Many people who are deaf bring their own flavor to the arts, and both the hearing world and the deaf world are enriched by their perspective. Big River, a stage production of Huck Finn’s adventure down the Mississippi in which nearly the entire cast used sign language, won the Los Angeles-based performance group Deaf West Theatre a Tony Award for best cast. Bernard Bragg, an entertainer who is deaf, became internationally known. as an acclaimed mime, his white-painted face recognized across the globe. And, of course, Marlee Matlin won a Best Actress Oscar in 1986 for her role in Children of a Lesser God, showing audiences worldwide the power an actor who is deaf can bring to cinema. Within the Deaf Community there are many performers storytellers, stand-up comedians, poets who compose exclusively in sign language, stage actors, rappers and bands. From online blogs to a growing number of independent films, many forums explore art, politics and society as seen through eyes of people who are deaf.
Similarly, throughout history many communication techniques have been influenced significantly by people who are deaf. Bell-who taught at a school for the deaf and ultimately married one of his pupils-originally invented the telephone as an apparatus to assist with hearing. Samuel Morse was married to a woman who was deaf and gave us Morse code, a communication system useful for ships, radio towers and incidentally -people with a variety of conditions involving sensory or motor loss. Vint Cerf, widely credited as the father of the Internet, created the system as a means of communicating more efficiently with his wife, who is deaf, during his long trips away from her.
In recent years, technology has reduced many differences between the modes of communication for people who are deaf and for people who are hearing.
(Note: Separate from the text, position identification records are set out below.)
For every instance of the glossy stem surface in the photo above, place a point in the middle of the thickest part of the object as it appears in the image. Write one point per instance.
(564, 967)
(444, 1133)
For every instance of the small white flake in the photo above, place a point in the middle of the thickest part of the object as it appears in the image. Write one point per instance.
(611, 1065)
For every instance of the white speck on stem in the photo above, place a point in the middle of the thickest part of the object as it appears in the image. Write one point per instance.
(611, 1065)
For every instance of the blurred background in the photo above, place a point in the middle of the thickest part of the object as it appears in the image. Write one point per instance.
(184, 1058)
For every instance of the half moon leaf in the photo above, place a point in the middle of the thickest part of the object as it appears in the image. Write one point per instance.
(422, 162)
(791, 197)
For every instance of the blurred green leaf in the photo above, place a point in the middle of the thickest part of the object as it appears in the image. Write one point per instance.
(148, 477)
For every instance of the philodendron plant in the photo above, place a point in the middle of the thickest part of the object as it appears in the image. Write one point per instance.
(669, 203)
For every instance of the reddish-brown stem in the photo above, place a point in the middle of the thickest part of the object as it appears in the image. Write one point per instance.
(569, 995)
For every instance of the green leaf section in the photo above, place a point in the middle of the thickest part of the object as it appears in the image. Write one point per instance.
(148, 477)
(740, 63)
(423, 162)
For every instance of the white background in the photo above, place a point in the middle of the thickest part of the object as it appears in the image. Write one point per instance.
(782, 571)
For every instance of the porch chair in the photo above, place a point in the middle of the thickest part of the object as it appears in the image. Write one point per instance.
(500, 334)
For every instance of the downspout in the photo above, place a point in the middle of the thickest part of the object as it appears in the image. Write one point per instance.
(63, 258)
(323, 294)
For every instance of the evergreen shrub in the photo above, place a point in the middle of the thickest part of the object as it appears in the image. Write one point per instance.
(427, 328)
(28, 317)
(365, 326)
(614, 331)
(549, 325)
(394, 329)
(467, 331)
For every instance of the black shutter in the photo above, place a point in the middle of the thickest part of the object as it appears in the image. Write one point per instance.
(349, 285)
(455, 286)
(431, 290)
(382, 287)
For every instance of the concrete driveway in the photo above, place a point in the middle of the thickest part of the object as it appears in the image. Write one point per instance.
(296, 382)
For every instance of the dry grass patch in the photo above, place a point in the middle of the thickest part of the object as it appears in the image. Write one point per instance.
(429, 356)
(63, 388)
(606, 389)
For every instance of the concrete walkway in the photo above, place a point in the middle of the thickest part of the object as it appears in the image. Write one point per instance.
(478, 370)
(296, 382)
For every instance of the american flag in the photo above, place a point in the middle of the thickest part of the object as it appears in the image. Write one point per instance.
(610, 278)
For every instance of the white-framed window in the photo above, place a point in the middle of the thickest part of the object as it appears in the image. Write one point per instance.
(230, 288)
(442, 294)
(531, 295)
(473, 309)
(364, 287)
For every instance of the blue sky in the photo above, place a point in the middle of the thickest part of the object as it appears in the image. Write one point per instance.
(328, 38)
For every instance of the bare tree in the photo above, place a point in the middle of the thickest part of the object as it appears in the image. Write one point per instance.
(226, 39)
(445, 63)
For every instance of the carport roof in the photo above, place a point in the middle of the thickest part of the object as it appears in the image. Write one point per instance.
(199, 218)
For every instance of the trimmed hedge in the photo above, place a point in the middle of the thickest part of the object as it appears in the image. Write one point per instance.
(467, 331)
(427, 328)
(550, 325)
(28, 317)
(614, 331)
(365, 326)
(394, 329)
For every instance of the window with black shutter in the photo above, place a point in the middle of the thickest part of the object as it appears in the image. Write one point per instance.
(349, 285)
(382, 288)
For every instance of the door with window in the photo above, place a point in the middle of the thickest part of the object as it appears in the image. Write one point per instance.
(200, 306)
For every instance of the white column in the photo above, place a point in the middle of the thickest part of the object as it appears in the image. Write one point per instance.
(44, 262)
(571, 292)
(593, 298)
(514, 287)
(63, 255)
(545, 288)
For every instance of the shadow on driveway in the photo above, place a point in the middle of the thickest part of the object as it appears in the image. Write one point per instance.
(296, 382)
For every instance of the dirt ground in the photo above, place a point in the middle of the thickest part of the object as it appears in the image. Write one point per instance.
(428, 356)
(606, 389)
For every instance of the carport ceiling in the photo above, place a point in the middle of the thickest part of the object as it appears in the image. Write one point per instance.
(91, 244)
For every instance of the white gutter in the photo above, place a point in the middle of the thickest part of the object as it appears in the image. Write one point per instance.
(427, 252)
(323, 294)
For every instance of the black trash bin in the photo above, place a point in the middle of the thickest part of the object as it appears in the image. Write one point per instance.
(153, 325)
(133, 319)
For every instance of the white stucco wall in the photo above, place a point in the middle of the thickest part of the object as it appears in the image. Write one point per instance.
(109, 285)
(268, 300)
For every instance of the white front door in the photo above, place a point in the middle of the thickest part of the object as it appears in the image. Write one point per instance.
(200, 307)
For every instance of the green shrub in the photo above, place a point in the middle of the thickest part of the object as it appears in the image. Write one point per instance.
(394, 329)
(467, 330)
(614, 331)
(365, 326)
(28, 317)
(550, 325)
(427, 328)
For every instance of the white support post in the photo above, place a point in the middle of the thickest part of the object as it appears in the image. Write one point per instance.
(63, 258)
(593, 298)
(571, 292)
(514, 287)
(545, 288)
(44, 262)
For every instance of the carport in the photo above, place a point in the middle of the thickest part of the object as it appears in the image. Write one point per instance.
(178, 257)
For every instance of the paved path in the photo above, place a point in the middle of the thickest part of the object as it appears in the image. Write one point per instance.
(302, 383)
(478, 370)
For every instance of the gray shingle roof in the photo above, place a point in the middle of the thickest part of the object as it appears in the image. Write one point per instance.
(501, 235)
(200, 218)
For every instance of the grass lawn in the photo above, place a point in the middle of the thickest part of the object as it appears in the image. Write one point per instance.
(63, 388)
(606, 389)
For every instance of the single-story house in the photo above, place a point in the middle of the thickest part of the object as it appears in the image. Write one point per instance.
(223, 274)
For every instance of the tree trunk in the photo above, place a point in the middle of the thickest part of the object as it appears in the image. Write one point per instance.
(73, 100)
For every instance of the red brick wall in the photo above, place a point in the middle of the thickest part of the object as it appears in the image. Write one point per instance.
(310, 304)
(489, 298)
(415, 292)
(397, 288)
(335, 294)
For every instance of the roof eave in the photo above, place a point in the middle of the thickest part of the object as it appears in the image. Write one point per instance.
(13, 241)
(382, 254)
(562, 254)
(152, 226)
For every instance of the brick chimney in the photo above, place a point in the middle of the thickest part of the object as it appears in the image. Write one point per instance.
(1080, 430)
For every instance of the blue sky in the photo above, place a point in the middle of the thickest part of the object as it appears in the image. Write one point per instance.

Personal digital assistants (PDAs) and cell phones have reached Star Trek levels; on handheld wireless devices, people who are deaf can send text messages, hold conversations through instant messaging and make phone calls via relay operators. Web cameras and videophones have largely replaced the TTY (an older form of electronic typewriter compatible with the telephone).
Still, in this modern context, those who populate the Deaf Community gather not only to enjoy life but also to share common experiences, concerns, joys and purpose. The Deaf Community is not a ghetto but a haven; deaf people do not insulate but rather immerse.
A poem written by Willard Madsen more than 25 years ago begins
What is it like to “hear” a hand?
You have to be deaf to understand.
Each subsequent stanza closes with the same resonant refrain: You have to be deaf to understand. The poem does not insist that others cannot cognitively understand the Deaf Community, but rather that without being deaf they cannot truly understand the deaf experience.
That’s the uniqueness of the Deaf Community, where silence is anything but. Matlin is just one of its many interesting faces-and one of its best known pairs of hands.
by Glenn Lockhart
Glenn Lockhart describes himself as deaf as can be. He works at Verizon in business development for the relay service unit and is a graduate student at the Walter Cronkite School of Journalism and Mass Communications at Arizona State University. Incidentally, he says he doesn’t like writing that much, but there’s no way to get sign language down on paper.